Philibert não gosta de se preparar excessivamente para seus filmes, preferindo manter-se aberto a incidentes espontâneos e valorizando a improvisação. “Eu planejo algo que é acidental”, disse com um sorriso. “É bom estar aberto ao inesperado. Você encontra pessoas que te perturbam, assustam ou te fazem refletir, e isso te estimula a ver as coisas de outra forma.” Ele acrescentou: “Preciso de um ponto de partida, mas não sei aonde ele vai me levar. Nem tenho certeza se vou fazer o filme. Preciso de uma ideia promissora. O importante não é o tema. Não há assuntos bons ou ruins. Podemos fazer um bom filme sobre um tema pequeno ou um filme ruim sobre um tema grandioso. A beleza do filme não é proporcional à importância do assunto.”

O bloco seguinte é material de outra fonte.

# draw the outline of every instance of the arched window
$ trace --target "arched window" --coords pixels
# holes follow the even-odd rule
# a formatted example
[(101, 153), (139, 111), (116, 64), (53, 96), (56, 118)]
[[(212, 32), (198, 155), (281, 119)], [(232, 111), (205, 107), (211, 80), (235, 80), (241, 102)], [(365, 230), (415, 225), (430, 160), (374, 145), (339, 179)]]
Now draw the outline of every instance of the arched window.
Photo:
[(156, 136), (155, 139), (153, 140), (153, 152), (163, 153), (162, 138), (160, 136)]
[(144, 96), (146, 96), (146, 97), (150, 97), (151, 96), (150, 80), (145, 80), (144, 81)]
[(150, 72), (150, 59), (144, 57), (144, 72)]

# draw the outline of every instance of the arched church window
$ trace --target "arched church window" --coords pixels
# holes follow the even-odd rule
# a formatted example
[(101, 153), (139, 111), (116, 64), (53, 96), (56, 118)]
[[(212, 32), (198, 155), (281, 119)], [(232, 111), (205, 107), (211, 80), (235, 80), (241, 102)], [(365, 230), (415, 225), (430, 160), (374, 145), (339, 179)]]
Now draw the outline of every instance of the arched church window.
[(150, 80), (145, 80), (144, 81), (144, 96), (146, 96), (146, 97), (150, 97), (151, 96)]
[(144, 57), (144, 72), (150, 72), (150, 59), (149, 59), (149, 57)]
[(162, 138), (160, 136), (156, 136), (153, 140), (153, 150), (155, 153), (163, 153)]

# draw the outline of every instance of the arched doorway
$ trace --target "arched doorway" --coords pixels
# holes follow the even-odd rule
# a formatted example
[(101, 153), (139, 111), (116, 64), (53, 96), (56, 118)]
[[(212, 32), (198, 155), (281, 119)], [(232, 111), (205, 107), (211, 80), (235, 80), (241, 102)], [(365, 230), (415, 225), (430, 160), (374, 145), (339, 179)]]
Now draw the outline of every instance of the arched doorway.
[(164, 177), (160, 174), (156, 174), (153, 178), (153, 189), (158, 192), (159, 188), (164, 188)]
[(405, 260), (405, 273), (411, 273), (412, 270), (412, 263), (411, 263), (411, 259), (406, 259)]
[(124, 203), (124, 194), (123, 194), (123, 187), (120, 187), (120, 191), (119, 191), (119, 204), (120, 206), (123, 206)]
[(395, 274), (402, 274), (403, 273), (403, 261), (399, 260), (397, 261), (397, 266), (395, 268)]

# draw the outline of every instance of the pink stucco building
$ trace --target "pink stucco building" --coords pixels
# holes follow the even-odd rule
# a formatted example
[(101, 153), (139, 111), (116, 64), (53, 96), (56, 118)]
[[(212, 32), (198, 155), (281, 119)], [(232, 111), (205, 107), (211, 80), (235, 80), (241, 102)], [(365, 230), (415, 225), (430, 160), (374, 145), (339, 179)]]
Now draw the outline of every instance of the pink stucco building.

Ele também ressaltou que não tem uma intenção específica ao fazer seus filmes. “A beleza do cinema está muitas vezes ligada ao imprevisível. Os momentos de graça são inesperados. Não quero fazer um filme baseado em uma ideia pré-concebida. Tenho uma abordagem humilde porque estou tentando entender. Busco coletar algo que me ajude a compreender por que quis fazer o filme.”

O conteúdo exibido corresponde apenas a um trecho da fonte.